Logic Problem in a Proof

1. The problem statement, all variables and given/known data

Prove or disprove:

"If you can prove [tex] ( y \wedge \neg c ) \rightarrow Contradiction [/tex], then
[tex] y \rightarrow c [/tex] must be right."


2. Relevant equations

My teacher used the sign [tex] \wedge [/tex], instead of [tex] \vee [/tex], like:

"If [tex]( a \wedge b \wedge \neg c ) \rightarrow Contradiction [/tex], then [tex] a \wedge b \rightarrow c [/tex] must be right."

I feel it is not right.

3. The attempt at a solution

I proved in my replies:

"If you can prove [tex] ( a \wedge b \vee \neg c ) \rightarrow Contradiction [/tex], then
[tex] a \wedge b \rightarrow c [/tex] must be right."

I used the facts in my proof:

[tex] a \wedge \neg b = \neg ( a \rightarrow b ) = ( a \not \rightarrow b ) \not = \neg b \rightarrow \neg a \not = \neg a \not \rightarrow \neg b[/tex]

 

Let's simplify. I know for sure:


[tex]\neg ( a \rightarrow b ) = a \wedge \neg b [/tex]

So

[tex]( a \rightarrow b ) = \neg a \vee b[/tex]

If I want to prove [tex]( a \rightarrow b )[/tex], then the finding [tex] a \wedge \neg b \rightarrow Contradiction[/tex] will prove it. Please, notice that [tex] \neg ( a \rightarrow b ) \rightarrow Contradiction [/tex] because the two statements are equivalent. As [tex] \neg ( a \rightarrow b ) [/tex] and [tex] ( a \rightarrow b ) [/tex] cannot be true at the same time, the conclusion must be valid.


Let's compare its logic to the logic in the case:

We notice that the argument is:
[tex]a \wedge b \rightarrow c = \neg ( a \rightarrow \neg b ) \rightarrow c [/tex]

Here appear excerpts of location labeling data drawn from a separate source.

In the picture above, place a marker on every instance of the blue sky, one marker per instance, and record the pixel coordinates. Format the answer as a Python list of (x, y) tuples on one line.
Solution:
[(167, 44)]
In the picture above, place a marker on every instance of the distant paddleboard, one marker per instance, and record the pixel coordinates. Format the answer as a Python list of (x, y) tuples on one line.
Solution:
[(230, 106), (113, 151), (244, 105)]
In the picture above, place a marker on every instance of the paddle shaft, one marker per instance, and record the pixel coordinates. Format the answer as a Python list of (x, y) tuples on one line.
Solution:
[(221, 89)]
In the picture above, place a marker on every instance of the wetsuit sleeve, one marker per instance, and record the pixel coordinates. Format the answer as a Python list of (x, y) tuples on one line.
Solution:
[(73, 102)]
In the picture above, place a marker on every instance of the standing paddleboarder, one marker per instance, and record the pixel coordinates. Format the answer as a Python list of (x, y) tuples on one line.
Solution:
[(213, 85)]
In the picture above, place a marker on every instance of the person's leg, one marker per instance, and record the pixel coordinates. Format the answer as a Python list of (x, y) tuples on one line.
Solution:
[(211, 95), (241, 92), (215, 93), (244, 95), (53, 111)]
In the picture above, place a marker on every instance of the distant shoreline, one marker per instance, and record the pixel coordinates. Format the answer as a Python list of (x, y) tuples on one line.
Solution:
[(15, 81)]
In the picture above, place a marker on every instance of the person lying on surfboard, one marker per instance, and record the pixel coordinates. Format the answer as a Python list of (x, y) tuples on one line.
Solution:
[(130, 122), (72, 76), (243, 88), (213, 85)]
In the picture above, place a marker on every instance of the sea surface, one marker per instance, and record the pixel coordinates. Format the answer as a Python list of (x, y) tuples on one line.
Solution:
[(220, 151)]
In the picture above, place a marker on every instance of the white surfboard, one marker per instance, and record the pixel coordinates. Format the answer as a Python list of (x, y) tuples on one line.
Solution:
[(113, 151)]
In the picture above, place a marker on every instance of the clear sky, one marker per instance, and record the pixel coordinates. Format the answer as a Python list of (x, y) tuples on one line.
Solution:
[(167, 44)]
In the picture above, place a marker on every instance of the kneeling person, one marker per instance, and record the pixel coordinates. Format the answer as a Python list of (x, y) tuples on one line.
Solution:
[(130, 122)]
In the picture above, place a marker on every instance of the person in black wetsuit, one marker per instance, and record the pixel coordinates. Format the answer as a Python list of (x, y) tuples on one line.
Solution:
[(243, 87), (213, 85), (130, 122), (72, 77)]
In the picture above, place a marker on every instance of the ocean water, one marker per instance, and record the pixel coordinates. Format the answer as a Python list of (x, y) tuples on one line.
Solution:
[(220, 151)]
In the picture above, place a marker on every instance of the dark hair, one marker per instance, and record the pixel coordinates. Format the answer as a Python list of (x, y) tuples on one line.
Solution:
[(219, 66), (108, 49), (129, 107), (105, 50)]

So [tex] \neg ( \neg ( a \rightarrow \neg b ) \rightarrow c ) \rightarrow Contradiction [/tex] must prove it, by the logic above this reply.

Let's write its part differently:

[tex] \neg ( \neg ( a \rightarrow \neg b ) \rightarrow c ) = \neg ( a \rightarrow \neg b ) \not \rightarrow c = a \wedge b \not \rightarrow c [/tex]

So I need to find that:

[tex] ( a \wedge b \not \rightarrow c ) \rightarrow Contradiction = ( \neg a \vee \neg b \rightarrow \neg c ) \rightarrow Contradiction[/tex]

Let's call [tex] d = \neg a \vee \neg b [/tex]. So

[tex] ( d \rightarrow \neg c ) \rightarrow Contradiction[/tex]

Let's use again:

[tex]( a \rightarrow b ) = \neg a \vee b[/tex]

So it becomes:
[tex] ( d \rightarrow \neg c ) \rightarrow Contradiction = ( \neg d \vee \neg c ) \rightarrow Contradiction [/tex]

It is equivalent to:

[tex] ( a \wedge b \vee \neg c ) \rightarrow Contradiction [/tex]

Conclusion

My teacher probably had something wrong. It should be right:

[tex] ( a \wedge b \vee \neg c ) \rightarrow Contradiction [/tex]

 

New Problem

Prove [tex] a \vee b \rightarrow c [/tex]

Conjecture, according to my last proof:

"If you can prove [tex] ( a \vee b \vee \neg c ) \rightarrow Contradiction [/tex], then
[tex] a \vee b \rightarrow c [/tex] must be right."

It is similar to the last proof by contradiction:

"If you can prove [tex] ( a \wedge b \vee \neg c ) \rightarrow Contradiction [/tex], then
[tex] a \wedge b \rightarrow c [/tex] must be right."

 

Re: New Problem

Let's analyse them. Let [tex] p = a \vee b [/tex] and [tex] y = a \wedge b[/tex]. So the problems become:

"If you can prove [tex] ( p \vee \neg c ) \rightarrow Contradiction [/tex], then
[tex] p \rightarrow c [/tex] must be right."

"If you can prove [tex] ( y \vee \neg c ) \rightarrow Contradiction [/tex], then
[tex] y \rightarrow c [/tex] must be right."

I think the problem is now solved, because you can see it is basically of the same form.

 

Re: New Problem

Does the following method work?

"If you can prove [tex] ( y \wedge \neg c ) \rightarrow Contradiction [/tex], then
[tex] y \rightarrow c [/tex] must be right."